M.I.C. Chicken and Plantain Dumplings
by Chef Mikel Anthony
This recipe is part of the Chef’s Roll Test Kitchen, in partnership with MIC Food® and FOH. To watch it being made, and to learn how to make other dishes, check out Chef’s Roll Test Kitchen on Youtube, Facebook, and ChefsRoll.com.
- 1 whole chicken back removed and butterflied
- 1 tbs Paprika
- 1 tbs Chili spice
- 1 tbs Cumin
- 1 tbs Mediterranean spice
- Roast in oven at 200-300f until cooked 155f and tender. Cool and remove from bones.
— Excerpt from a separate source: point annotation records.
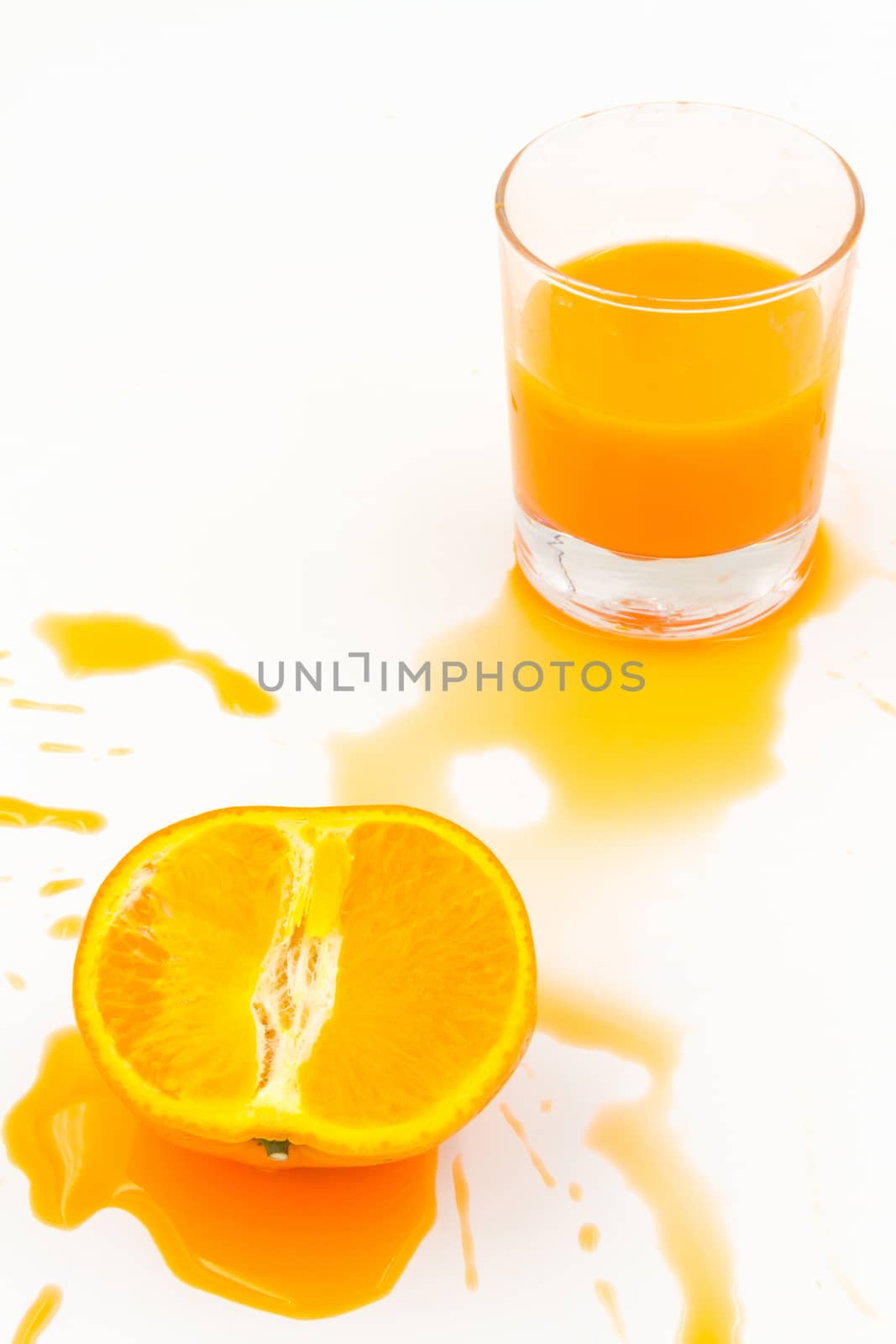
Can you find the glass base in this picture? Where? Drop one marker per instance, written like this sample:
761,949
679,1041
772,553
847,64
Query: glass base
667,600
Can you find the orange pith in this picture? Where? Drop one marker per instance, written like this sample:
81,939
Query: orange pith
358,981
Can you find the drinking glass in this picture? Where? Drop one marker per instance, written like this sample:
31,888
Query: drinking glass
676,280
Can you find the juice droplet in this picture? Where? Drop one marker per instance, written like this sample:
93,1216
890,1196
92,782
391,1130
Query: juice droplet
302,1242
66,927
882,705
16,812
46,705
107,643
39,1315
516,1126
607,1296
640,1142
58,885
463,1200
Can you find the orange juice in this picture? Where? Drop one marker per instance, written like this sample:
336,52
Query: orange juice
671,432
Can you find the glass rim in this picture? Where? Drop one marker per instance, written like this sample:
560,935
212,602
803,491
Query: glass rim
651,302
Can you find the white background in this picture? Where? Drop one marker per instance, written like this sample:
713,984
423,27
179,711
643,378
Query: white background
251,389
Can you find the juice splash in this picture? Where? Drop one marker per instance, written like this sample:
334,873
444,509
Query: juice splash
672,433
620,766
607,1297
516,1126
302,1243
463,1202
103,643
39,1315
640,1142
16,812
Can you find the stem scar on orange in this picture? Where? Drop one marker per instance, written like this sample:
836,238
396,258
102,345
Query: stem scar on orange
307,987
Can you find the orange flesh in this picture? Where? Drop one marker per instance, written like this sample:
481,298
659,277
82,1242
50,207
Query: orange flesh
671,433
302,1243
699,738
356,981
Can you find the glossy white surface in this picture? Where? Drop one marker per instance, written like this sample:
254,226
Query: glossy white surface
253,390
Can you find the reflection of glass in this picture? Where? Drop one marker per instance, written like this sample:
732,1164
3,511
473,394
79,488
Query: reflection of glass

- Chicken bones (including back)
- 2 bay leaves
- 1 garlic bulb
- 1 qt water
- 1 large carrot or a 3-4 small
- Greens from 1 leek (use white half for melted leeks in another dish)
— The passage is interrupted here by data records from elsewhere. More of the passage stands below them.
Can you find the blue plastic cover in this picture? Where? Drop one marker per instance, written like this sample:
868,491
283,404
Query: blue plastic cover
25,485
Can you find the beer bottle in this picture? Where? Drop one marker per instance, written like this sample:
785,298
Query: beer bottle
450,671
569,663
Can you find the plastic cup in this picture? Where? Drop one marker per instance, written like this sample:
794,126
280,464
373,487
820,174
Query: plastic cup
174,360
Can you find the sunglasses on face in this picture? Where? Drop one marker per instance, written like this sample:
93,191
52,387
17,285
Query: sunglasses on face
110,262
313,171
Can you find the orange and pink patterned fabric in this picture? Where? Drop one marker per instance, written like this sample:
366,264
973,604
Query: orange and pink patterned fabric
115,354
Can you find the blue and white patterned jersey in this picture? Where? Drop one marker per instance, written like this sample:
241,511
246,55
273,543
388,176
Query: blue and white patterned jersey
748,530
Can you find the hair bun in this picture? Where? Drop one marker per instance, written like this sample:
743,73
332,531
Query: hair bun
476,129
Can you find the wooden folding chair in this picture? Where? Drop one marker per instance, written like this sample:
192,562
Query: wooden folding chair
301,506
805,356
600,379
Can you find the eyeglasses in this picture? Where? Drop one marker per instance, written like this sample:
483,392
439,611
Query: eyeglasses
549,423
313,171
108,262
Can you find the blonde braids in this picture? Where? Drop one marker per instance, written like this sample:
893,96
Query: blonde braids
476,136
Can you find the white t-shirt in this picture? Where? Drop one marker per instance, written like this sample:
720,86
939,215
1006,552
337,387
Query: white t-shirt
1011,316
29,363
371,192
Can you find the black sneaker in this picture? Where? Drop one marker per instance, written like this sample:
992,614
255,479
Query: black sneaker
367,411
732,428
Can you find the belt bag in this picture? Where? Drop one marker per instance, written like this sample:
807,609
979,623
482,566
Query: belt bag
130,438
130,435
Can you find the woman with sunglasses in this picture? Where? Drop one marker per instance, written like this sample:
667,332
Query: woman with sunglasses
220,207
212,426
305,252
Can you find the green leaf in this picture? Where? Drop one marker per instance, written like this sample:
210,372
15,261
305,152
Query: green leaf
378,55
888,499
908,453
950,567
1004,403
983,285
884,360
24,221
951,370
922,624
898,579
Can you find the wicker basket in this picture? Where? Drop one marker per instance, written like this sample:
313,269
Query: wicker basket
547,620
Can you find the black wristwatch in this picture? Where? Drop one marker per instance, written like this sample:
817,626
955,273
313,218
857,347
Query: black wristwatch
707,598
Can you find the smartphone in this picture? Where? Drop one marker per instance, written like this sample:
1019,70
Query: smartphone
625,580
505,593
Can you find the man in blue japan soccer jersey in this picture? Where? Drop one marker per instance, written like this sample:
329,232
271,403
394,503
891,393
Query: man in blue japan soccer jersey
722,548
- I prefer putting everything in an electronic pressure cooker for 30 minutes and strain. Or you can simmer in a pot for 45 minutes. Strain, season, and reserve liquid.
- 1 egg
- 2 cups plaintain mash from MIC Food® or 2 whole cooked and mashed
- 1 cup flour 1 tsp baking powder
- Poach in salted water or broth, gently for 1-2 minutes.
- 1 bunch of Cilantro
- 1 bunch of Dandelion
- 1 bunch of Broccoli rabe
- 2 Limes
- Saute broccoli rabe and dandelion. Finish Dish with cilantro and lime juice.